On Saturday, I predicted further vacillation from the Government on the issue of limiting the size of auditors' liability to catastrophic loss, and that's precisely what we got. Patricia Hewitt, the Trade and Industry Secretary, has ruled out the idea of capping in its entirety and is ordering yet another review into whether a system of proportionate liability via contract is practical or desirable. We've already had a near year long review on capping. Is it really necessary to have another on proportionality, under which auditors would pay compensation proportionate to their share of culpability?

Auditors only suggested the idea of capping because of Treasury concern that the principle of joint and several liability would be infringed by proportionality. Now we seem to have gone full circle back to where we were before. No wonder no one could quite work out yesterday whether the Government was opening or closing the door to reform. Ernst & Young found the statement deeply disappointing. KPMG, on the other hand, welcomed it, this on the grounds that the Government does at least seem to be open to persuasion.

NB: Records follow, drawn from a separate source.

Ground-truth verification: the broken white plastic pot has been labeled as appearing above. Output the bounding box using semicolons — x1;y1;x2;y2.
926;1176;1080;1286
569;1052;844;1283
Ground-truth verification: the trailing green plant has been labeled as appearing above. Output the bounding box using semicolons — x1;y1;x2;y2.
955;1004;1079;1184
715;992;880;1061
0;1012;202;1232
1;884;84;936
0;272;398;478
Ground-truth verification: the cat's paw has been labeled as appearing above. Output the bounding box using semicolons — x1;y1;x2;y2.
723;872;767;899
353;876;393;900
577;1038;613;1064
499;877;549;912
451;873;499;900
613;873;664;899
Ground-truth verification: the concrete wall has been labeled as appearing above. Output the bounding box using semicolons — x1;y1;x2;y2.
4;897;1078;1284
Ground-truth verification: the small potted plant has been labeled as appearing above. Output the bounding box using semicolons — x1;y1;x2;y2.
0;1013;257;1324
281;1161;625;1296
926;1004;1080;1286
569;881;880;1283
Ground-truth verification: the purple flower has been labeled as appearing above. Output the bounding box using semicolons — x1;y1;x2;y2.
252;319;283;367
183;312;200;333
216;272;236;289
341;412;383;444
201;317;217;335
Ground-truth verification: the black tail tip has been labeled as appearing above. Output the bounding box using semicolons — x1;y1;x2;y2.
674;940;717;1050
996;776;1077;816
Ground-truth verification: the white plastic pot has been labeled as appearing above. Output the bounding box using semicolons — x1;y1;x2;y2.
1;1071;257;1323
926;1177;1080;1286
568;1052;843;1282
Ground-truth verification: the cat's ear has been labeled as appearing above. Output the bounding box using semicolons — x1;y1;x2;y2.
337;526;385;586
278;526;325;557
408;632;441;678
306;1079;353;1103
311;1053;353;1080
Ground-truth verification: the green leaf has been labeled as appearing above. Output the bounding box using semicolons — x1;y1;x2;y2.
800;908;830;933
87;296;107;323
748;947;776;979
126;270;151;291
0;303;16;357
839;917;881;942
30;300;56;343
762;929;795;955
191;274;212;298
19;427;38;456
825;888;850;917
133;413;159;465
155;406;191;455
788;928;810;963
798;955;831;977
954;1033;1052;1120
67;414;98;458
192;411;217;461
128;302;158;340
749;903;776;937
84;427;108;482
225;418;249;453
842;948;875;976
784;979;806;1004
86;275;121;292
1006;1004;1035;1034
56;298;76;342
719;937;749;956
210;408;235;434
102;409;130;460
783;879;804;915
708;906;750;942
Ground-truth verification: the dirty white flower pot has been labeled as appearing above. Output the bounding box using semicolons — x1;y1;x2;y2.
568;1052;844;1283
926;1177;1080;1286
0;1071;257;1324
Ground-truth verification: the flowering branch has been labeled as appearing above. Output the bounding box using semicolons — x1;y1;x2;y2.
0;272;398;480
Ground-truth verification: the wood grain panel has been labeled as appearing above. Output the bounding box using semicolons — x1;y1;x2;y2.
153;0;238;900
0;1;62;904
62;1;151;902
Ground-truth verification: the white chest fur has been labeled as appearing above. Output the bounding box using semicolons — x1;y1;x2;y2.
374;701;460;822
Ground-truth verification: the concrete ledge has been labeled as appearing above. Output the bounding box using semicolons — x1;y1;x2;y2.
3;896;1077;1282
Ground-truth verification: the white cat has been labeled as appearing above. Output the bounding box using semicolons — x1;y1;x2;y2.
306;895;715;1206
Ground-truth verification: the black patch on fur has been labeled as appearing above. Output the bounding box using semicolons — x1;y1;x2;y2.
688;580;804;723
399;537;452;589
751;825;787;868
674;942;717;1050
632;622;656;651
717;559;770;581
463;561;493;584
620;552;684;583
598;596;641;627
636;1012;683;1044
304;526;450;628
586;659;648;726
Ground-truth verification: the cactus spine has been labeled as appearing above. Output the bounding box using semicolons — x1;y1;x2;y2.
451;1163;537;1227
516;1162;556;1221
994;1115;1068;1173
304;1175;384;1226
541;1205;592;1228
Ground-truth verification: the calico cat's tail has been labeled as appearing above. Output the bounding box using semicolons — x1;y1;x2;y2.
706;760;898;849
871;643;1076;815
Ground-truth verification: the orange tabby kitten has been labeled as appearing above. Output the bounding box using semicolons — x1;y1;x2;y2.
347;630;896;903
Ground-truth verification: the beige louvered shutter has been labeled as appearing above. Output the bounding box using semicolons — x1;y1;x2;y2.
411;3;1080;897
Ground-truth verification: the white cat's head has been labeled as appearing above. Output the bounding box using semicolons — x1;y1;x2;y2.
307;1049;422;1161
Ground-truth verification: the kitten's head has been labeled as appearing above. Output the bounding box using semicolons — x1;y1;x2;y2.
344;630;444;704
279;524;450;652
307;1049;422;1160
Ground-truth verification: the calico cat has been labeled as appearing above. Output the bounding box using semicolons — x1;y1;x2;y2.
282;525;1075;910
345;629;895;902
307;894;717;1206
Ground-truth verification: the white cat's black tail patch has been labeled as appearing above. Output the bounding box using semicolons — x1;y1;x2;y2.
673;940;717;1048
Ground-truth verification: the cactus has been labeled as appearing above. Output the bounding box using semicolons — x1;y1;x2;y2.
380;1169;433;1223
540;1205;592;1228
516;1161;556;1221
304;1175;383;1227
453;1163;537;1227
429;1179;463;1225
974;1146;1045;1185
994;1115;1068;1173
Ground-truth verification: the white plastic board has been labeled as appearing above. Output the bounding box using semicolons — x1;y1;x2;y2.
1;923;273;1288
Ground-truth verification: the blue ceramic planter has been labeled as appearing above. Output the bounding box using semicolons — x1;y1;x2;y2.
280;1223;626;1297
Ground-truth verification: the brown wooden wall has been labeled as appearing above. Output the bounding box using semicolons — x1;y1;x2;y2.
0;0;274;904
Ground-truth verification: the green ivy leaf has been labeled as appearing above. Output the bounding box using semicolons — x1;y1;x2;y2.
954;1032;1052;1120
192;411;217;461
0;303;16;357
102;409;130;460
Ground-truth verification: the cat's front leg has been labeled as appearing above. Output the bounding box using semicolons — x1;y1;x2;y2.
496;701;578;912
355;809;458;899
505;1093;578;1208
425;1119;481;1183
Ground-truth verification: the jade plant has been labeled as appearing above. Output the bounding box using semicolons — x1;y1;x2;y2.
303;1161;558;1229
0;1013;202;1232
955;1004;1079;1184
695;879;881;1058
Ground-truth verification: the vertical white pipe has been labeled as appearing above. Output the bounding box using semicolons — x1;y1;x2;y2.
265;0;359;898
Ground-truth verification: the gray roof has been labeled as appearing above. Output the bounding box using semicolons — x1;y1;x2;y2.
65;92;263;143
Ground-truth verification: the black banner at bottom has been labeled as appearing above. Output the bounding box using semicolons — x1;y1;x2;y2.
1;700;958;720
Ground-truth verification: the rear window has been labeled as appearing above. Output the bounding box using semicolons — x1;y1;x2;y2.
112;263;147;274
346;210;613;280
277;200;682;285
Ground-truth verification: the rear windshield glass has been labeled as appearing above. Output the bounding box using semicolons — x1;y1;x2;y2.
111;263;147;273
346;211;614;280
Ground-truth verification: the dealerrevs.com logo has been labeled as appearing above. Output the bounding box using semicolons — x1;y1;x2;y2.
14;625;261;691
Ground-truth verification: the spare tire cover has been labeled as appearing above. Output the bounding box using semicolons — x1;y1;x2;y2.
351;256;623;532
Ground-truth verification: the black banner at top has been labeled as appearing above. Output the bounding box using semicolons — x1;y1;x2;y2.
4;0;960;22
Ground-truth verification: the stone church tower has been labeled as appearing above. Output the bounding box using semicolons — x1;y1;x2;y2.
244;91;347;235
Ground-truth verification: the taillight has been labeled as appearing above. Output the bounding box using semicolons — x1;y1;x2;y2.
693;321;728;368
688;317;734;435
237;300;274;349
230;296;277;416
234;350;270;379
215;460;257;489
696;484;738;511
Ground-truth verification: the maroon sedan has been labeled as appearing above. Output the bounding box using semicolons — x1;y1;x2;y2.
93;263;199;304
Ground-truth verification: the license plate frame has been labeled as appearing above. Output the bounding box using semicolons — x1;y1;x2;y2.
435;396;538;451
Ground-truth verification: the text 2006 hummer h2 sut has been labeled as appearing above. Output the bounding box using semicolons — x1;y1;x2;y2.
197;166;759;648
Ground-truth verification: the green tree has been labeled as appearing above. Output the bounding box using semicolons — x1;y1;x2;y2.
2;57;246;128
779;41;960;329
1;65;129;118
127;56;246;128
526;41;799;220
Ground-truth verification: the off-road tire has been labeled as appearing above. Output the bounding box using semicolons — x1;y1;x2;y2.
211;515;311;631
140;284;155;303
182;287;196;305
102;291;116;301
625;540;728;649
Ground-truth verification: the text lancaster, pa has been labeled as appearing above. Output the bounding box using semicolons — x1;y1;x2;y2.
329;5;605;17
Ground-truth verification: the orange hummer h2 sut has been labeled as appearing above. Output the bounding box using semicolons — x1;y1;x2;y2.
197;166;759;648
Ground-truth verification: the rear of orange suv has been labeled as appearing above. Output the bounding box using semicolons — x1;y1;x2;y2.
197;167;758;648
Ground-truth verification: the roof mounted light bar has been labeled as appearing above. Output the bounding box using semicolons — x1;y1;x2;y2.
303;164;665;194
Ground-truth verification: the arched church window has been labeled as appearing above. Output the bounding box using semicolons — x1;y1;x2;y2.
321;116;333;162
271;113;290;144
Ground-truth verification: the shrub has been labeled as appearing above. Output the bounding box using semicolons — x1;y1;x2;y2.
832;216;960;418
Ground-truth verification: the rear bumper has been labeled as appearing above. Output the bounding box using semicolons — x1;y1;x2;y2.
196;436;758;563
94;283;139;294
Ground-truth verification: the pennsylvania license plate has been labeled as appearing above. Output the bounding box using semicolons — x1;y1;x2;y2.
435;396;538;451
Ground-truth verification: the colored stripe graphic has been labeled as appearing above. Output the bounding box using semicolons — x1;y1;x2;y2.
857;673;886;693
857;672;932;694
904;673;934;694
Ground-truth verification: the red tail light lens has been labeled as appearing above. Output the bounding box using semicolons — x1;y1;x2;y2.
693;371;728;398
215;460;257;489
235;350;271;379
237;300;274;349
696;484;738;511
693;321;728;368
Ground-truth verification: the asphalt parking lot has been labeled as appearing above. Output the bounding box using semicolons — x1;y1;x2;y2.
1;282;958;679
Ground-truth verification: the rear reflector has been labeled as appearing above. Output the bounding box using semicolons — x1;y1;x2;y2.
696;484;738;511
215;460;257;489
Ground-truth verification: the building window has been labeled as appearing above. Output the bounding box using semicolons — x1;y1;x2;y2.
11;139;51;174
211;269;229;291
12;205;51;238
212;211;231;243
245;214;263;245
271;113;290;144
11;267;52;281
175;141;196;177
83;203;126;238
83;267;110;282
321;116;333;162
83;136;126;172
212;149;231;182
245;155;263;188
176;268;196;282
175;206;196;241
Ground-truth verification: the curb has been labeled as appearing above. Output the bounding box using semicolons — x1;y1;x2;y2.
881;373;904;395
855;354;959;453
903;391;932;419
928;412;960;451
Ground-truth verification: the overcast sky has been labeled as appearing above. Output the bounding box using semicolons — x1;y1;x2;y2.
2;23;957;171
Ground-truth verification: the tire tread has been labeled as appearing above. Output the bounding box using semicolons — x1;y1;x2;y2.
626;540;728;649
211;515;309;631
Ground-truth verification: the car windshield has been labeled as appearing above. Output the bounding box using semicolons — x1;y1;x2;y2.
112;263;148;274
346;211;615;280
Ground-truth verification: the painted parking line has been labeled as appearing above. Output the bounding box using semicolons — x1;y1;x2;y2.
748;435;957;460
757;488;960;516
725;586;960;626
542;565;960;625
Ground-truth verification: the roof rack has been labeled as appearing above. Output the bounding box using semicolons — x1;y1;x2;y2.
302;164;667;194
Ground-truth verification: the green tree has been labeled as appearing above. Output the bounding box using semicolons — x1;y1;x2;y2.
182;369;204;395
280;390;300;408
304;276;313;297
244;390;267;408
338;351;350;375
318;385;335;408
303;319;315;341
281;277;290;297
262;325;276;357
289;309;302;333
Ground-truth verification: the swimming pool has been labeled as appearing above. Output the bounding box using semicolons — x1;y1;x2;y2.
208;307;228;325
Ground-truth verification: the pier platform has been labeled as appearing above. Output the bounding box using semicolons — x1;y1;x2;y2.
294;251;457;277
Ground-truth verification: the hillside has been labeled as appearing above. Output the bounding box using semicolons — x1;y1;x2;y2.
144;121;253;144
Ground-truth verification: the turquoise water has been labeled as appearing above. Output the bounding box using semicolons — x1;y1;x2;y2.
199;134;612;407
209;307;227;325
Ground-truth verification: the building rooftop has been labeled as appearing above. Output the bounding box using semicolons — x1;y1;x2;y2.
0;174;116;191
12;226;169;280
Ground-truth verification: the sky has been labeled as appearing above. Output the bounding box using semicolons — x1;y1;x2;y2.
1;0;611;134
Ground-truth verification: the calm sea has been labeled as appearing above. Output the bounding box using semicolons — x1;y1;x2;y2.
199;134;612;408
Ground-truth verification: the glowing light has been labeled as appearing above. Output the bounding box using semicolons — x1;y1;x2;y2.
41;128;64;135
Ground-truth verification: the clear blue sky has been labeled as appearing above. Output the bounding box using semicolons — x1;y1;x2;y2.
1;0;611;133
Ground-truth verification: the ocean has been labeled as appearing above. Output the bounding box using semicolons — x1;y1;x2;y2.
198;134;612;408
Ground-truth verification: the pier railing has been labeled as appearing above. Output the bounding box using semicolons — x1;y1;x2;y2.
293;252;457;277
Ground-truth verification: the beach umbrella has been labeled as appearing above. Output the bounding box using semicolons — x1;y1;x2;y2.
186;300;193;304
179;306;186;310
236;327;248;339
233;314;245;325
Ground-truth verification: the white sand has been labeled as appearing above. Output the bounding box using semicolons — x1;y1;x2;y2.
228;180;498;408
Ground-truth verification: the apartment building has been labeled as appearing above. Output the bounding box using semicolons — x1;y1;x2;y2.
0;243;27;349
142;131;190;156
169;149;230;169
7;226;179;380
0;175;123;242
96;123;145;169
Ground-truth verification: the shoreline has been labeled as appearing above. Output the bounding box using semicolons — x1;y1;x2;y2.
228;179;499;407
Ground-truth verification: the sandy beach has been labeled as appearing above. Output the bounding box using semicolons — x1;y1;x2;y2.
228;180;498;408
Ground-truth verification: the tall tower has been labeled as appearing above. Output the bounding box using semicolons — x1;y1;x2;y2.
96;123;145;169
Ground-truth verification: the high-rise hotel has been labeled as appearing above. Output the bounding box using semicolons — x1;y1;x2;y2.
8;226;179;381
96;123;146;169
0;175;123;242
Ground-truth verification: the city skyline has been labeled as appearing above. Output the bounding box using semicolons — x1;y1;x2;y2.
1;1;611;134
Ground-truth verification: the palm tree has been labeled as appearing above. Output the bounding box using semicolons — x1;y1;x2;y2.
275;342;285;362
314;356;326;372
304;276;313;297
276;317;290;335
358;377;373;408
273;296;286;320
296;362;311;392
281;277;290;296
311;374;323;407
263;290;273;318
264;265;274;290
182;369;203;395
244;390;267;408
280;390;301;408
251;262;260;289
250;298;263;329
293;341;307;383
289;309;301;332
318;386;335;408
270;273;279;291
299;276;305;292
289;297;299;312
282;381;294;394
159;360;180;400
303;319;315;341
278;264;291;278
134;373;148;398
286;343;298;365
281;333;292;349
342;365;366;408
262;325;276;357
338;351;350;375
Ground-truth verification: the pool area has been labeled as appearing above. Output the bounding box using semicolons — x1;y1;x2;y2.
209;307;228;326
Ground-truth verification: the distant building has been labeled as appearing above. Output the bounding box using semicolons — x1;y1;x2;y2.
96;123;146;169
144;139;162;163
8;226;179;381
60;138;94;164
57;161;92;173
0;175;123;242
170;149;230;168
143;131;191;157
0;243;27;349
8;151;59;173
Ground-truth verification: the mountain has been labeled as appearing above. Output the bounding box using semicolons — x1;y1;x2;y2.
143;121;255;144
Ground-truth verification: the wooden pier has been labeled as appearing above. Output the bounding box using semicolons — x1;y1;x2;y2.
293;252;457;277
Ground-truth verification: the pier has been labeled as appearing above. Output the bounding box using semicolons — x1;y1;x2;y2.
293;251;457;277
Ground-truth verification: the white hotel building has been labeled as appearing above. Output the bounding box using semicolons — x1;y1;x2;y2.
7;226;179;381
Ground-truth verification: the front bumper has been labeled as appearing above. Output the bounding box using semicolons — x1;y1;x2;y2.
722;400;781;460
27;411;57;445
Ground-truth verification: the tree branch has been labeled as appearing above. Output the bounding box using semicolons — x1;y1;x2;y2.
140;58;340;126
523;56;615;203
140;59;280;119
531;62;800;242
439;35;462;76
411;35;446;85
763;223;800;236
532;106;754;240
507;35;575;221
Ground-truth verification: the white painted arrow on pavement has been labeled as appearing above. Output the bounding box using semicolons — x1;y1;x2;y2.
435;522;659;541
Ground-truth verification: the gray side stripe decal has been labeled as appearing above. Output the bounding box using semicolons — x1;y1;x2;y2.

To be fair, auditors' liability was never going to be high on any minister's list of priorities. There are few votes in it, the present system seems to work relatively well, and so far at least, no audit practice of any significance has been put out of business by being made liable for catastrophic loss. Arthur Andersen, the firm responsible for the Enron audit, was sunk by damage to reputation well before the lawyers could get at it for financial liability.

None the less, the case for reform has become an urgent one. Auditors find it virtually impossible to get worthwhile liability insurance nowadays, and their insistence that they will quit high risk companies if nothing is done is no idle threat. As things stand, it is only the big four that are large enough to withstand a catastrophic claim. Not with standing what the Office of Fair Trading has said on this issue, any limit on liability would quite plainly be a boost to competition, by encouraging more small and medium sized accounting firms into the audit market for larger companies.

The idea of proportionate liability has already been recognised in the US and Australia without any obvious adverse consequences. Capping was never going to be a runner, but properly constructed, proportionality ought to be something on which everyone can eventually agree.

Cairn Energy

Evidence of the deep malaise that has overcome Shell in recent years is not exactly thin on the ground, but there are few better examples of it than the success of the one-time oil minnow, Cairn Energy. Confirmed last night as the latest addition to the FTSE 100, Cairn owes its recent success largely to the Indian oil prospects it bought from Shell a few years ago. Bill Gammell, the chief executive, doesn't like to gloat, but the contrast between finely tuned risk taker, willing to back his hunches and judgment with real money, even though he could ill afford to lose it, and bureaucratic leviathan, with all the money in the world to invest in speculative exploration and development, could hardly be more striking.